Tak jarang orang di sekitarku meminta bantuan kepadaku. Dengan senang hati aku membantu mereka sebisaku dan penuh dengan rasa keikhlasan.. Kubantu mereka seikhlasku, walaupun terkadang aku hanya bisa membantu dengan biaya yang aku punya. Ya.. itulah, bisa di sebut aku termasuk salah satu golongan orang yang dilebihkan rezeqinya.
Tapi dengan semua kelebihanku itu, aku tidak pernah sombong dan memamerkan kekayaanku secara sombong. Aku tetap berpakaian seperti yang lainnya, tetap ku bersifat sederhana terhadap teman temanku.
Begitulah kehidupan dan perjuangan yang kita lakukan di dalam pondok, suka dan duka kami alami bersama. Dengan secara tidak sadar ukhuwah islamiyah terbebtuk diantara kami.
Aku sekarang tersadar oleh semua renungan dan apa yang kuamalkan setelah perenungan yang muncul di benakku.
Pondok itu bagaikan ladang yang membentang luas bagai tanah syurga dunia, yang dimana setiap kepala di dalamnya memiliki ladang sendiri-sendiri.

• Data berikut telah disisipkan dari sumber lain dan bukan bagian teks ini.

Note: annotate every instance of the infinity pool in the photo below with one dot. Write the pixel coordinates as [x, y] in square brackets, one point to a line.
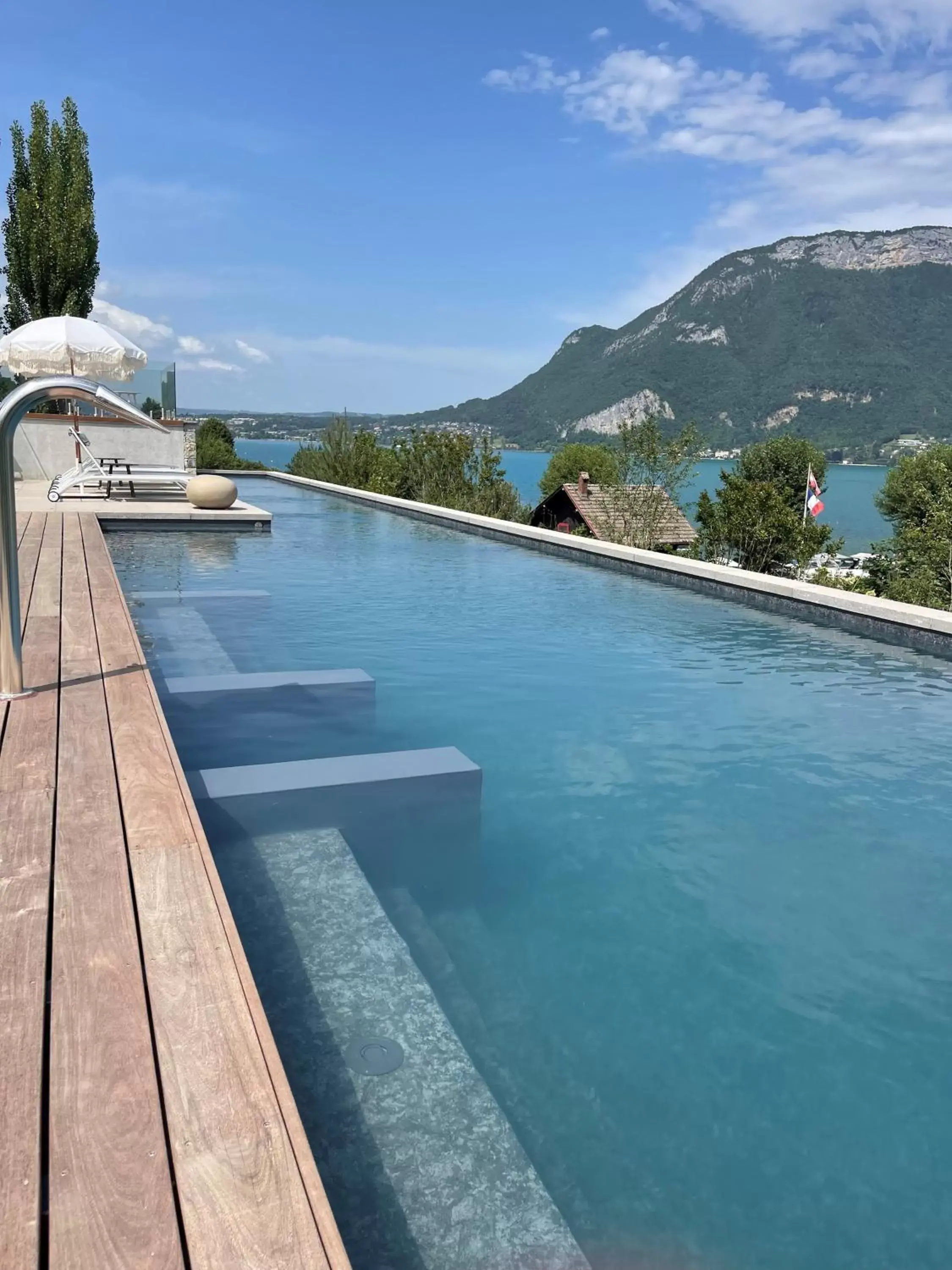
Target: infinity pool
[673, 986]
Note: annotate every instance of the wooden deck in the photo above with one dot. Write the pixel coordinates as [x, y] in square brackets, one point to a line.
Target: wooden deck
[145, 1117]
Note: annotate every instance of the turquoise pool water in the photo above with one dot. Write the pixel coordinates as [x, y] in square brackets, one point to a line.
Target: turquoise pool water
[696, 943]
[850, 489]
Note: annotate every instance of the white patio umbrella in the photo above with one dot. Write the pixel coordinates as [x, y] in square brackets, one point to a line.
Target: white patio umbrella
[70, 346]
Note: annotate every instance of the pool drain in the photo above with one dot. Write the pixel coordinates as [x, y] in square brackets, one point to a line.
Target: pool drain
[374, 1056]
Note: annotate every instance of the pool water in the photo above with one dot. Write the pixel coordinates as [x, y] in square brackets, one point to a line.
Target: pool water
[690, 945]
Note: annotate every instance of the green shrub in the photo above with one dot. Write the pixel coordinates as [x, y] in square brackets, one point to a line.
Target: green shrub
[564, 467]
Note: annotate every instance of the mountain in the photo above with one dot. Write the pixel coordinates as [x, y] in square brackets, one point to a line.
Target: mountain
[845, 338]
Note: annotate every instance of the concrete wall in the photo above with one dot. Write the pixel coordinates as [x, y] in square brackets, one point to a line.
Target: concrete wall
[42, 447]
[907, 625]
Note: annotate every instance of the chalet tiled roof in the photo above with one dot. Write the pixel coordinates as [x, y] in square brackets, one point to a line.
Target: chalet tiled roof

Ladang itu harus kita tanam dengan tanaman yang berisi nilai nilai perjuangan yang yang berasaskan oleh panca jiwa serta berpupukkan motto pondok yang kita pelajari.
Dengan apa yang kita tanam maka semua tanaman itu akan berbuah manis layaknya sebuah pahala yang terbentuk dan kita dapatkan dari amal kebaikan, yang nilainya tidak bisa diuangkan oleh nominal apapun. Dan juga tidak bisa diperjual belikan bagi siapapun.
Maka tidak jarang banyak orang yang menyebut pesantren sebagai ladang perjuanagan yang luas dalam menimba ilmu.